One could probably compile remarks like that and get a pretty good image of what an aristocratic Roman considered a normal lifespan for an aristocrat
Yes, although these sorts of remarks can be difficult to generalise from. In the first place, life expectancy from birth is not an especially meaningful metric for any particular person's experience of age and death. It can vary significantly within a population (there is a 7 year disparity between the highest and lowest life expectancy by state today in the USA, 12 years if you go highest female to lowest male) and when its being so massively offset by child-mortality, it won't reflect the way that people perceive aging in society, because a life expectancy in the 20s won't mean that people are typically actually dying in their 20s. This is all before we get into the vagueries of interpretation. For example, while 63 would probably not be viewed as "not untimely", but certainly we don't need to get to 79-80 for many people today to have such a reaction. (I'd imagine that we could find opinions along those lines being voiced about some as early as their late 60s and certainly by their mid-70s.)
There are a number of medieval comments like this as well that are equally interesting, though no less problematic to interpret.One of the more famous is William of Malmesbury's comment about his age in the introduction to his commentary on Lamentations: "Quadragenarius sum hodie, admouique pedem <ad> medietatem metae quam diuinus psalmista ponit hominum uitae, dicens: Dies annorum nostrorum in ipsis septuaginta annis. Si autem in potentatibus octoginta anni, et amplius eorum labor et dolor. (Today I am forty, and I draw near the midpoint of the course that the divine psalmist set out for the life of man, saying: The days of our years in them are threescore and ten years. But if in the strong they be fourscore years: and what is more of them is labour and sorrow. [Ps. 89.10])

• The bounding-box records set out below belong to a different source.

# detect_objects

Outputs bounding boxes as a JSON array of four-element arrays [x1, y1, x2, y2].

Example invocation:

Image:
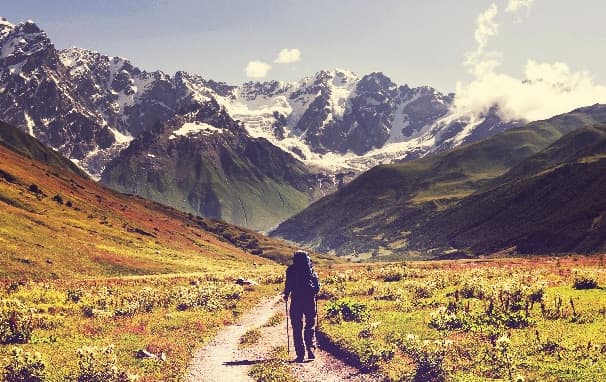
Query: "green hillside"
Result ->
[[101, 114, 317, 231], [0, 121, 88, 178], [272, 105, 606, 258], [410, 126, 606, 253]]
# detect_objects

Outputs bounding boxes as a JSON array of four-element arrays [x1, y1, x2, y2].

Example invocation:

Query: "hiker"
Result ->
[[283, 250, 320, 362]]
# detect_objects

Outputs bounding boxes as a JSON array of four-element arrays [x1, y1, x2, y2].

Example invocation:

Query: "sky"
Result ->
[[0, 0, 606, 109]]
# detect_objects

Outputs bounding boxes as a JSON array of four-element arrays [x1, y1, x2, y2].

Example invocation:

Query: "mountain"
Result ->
[[272, 105, 606, 257], [101, 102, 328, 230], [0, 121, 88, 178], [0, 19, 520, 229], [0, 120, 331, 279], [411, 120, 606, 254]]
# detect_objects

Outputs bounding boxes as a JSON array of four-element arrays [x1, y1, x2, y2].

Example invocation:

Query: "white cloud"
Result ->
[[452, 0, 606, 121], [244, 60, 271, 78], [505, 0, 534, 13], [274, 48, 301, 64], [465, 3, 499, 73]]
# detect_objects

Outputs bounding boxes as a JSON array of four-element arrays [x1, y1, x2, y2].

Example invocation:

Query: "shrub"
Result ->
[[397, 334, 452, 382], [572, 276, 598, 290], [0, 299, 34, 344], [240, 329, 261, 347], [428, 307, 469, 330], [76, 345, 138, 382], [355, 339, 395, 372], [28, 183, 42, 195], [65, 289, 84, 303], [2, 348, 48, 382], [326, 298, 369, 322]]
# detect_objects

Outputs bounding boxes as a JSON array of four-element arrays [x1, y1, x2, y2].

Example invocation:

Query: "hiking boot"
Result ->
[[307, 349, 316, 361]]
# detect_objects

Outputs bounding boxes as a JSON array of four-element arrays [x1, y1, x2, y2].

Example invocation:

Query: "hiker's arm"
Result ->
[[282, 270, 292, 301]]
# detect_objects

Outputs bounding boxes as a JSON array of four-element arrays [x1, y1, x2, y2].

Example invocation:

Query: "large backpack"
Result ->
[[287, 251, 320, 295]]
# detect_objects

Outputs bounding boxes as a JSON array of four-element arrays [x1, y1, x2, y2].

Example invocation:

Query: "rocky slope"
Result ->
[[272, 105, 606, 258], [0, 19, 518, 228]]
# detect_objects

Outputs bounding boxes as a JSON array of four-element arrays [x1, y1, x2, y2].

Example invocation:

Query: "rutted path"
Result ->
[[187, 296, 372, 382]]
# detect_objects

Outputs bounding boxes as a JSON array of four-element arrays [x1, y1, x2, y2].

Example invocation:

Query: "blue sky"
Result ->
[[0, 0, 606, 91]]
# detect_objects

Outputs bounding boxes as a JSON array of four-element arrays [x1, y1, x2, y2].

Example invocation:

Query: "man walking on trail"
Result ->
[[284, 250, 320, 362]]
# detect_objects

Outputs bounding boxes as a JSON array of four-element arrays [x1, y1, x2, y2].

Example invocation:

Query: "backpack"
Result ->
[[287, 251, 320, 295]]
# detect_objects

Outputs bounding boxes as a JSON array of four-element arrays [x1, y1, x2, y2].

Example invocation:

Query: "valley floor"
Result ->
[[188, 296, 374, 382]]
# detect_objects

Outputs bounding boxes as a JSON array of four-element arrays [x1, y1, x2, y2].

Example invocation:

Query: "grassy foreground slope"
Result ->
[[0, 125, 324, 381], [272, 105, 606, 258], [0, 121, 334, 279], [319, 256, 606, 382]]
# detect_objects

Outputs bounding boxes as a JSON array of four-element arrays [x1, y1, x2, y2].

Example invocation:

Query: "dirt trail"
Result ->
[[187, 296, 373, 382]]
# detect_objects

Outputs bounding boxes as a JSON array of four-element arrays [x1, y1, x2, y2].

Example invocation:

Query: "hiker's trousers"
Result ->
[[290, 295, 316, 357]]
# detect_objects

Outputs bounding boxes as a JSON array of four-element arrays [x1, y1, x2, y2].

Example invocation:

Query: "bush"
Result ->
[[28, 183, 42, 195], [572, 276, 598, 290], [326, 298, 369, 322], [0, 299, 34, 344], [76, 345, 138, 382], [355, 339, 395, 372], [428, 307, 470, 330], [2, 348, 48, 382], [398, 334, 452, 382]]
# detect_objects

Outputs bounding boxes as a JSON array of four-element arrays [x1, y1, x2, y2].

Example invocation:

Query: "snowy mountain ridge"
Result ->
[[0, 16, 515, 179]]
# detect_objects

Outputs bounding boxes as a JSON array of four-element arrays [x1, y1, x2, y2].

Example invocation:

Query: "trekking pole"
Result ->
[[284, 300, 290, 357]]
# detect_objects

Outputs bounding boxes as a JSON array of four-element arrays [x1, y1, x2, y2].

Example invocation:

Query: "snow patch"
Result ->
[[168, 122, 225, 139], [23, 112, 36, 137]]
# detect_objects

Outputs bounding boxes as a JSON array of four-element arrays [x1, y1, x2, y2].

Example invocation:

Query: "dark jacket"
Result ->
[[284, 251, 320, 299]]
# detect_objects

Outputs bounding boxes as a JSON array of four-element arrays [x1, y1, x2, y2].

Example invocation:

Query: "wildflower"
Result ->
[[496, 334, 511, 350]]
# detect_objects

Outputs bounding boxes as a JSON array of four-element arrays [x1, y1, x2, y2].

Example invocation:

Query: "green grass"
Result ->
[[272, 107, 606, 260], [319, 257, 606, 381], [248, 346, 296, 382], [239, 328, 261, 348], [0, 272, 284, 381], [263, 312, 284, 328]]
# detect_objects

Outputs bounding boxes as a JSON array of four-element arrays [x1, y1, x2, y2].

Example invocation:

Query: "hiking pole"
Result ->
[[284, 300, 290, 357]]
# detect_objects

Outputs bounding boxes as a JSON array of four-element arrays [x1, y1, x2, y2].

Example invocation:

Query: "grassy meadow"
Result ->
[[319, 256, 606, 381], [0, 266, 282, 381], [0, 146, 292, 382]]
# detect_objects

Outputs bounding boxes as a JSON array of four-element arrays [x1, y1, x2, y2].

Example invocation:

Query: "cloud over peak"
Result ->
[[274, 48, 301, 64], [244, 60, 271, 78], [451, 0, 606, 121]]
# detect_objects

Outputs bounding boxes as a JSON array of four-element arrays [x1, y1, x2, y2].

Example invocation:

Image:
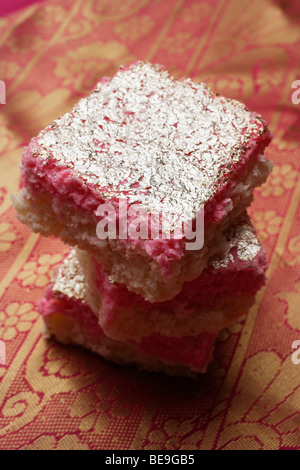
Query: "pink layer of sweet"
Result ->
[[39, 289, 217, 371], [95, 244, 267, 325], [22, 131, 271, 276]]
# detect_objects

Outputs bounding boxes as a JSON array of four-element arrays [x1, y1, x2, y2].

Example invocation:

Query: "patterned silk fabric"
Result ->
[[0, 0, 300, 450]]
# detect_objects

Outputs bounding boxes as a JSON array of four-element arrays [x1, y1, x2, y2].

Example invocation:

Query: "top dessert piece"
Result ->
[[32, 62, 270, 230]]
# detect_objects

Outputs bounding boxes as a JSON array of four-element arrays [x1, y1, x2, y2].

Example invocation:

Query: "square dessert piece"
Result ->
[[14, 62, 271, 302], [78, 214, 267, 341], [39, 250, 217, 376]]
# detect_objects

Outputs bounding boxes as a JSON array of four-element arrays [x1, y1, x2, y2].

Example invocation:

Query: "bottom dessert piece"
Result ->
[[39, 250, 219, 376]]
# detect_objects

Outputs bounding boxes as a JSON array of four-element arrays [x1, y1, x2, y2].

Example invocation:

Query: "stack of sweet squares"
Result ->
[[14, 62, 272, 375]]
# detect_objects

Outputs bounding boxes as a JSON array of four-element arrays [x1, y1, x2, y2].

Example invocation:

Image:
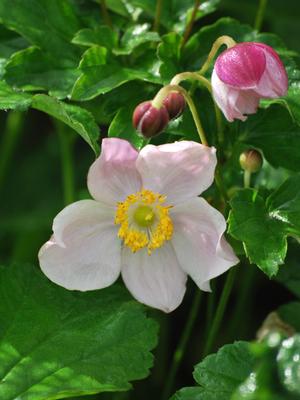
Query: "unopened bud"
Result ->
[[132, 101, 169, 138], [164, 92, 185, 119], [240, 150, 263, 173]]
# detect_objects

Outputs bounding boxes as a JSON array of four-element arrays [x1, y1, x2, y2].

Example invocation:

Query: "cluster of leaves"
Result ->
[[0, 0, 300, 400]]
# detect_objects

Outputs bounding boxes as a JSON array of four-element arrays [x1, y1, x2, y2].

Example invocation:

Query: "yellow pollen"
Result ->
[[115, 189, 173, 255]]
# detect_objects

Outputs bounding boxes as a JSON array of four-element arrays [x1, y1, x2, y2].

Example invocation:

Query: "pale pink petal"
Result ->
[[171, 198, 239, 291], [121, 243, 187, 312], [211, 69, 247, 122], [136, 141, 217, 204], [88, 138, 141, 205], [211, 70, 259, 122], [255, 43, 288, 98], [215, 42, 266, 89], [39, 200, 121, 291], [235, 90, 259, 115]]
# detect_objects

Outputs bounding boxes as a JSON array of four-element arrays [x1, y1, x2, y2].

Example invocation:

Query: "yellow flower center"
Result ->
[[115, 189, 173, 254]]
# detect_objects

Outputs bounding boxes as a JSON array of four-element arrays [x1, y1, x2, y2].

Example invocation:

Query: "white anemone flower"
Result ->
[[39, 138, 238, 312]]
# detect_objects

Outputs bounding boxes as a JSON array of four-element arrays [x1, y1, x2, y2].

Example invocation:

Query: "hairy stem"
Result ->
[[199, 35, 236, 75], [244, 170, 251, 188], [170, 72, 211, 92], [254, 0, 268, 31], [153, 0, 163, 32], [203, 267, 236, 357], [0, 111, 25, 191], [100, 0, 113, 28], [56, 123, 75, 205], [162, 289, 202, 400], [152, 85, 208, 146]]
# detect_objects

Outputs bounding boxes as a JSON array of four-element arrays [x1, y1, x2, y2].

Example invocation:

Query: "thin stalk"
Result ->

an area (Fayyum) which 'may have been unhealthy even by the low standards of the region.' ... the findings, as the paper acknowledges, can only shed light on a specific place and time
Oh no doubt! And indeed he finds a life expectancy of 22 for Women (who are apparently by far the best represented in the date) in that region. But it's not like the data we have for Rome is radically different. Both information about membership of the Senate and certain city councils as well as Ulpian's life table suggest that life-expectancy in Italy was likely also in the 20s, although Scheidel seems to prefer an estimate in the mid- to high-20s or just around 30. (This would not be out of keeping with the modern comparison I note above, where regional variation likewise ranges between 5-10 years, although the variation within Europe which is closer to 15 years (or 13 if we restrict ourselves to the EU) is maybe a better comparison.)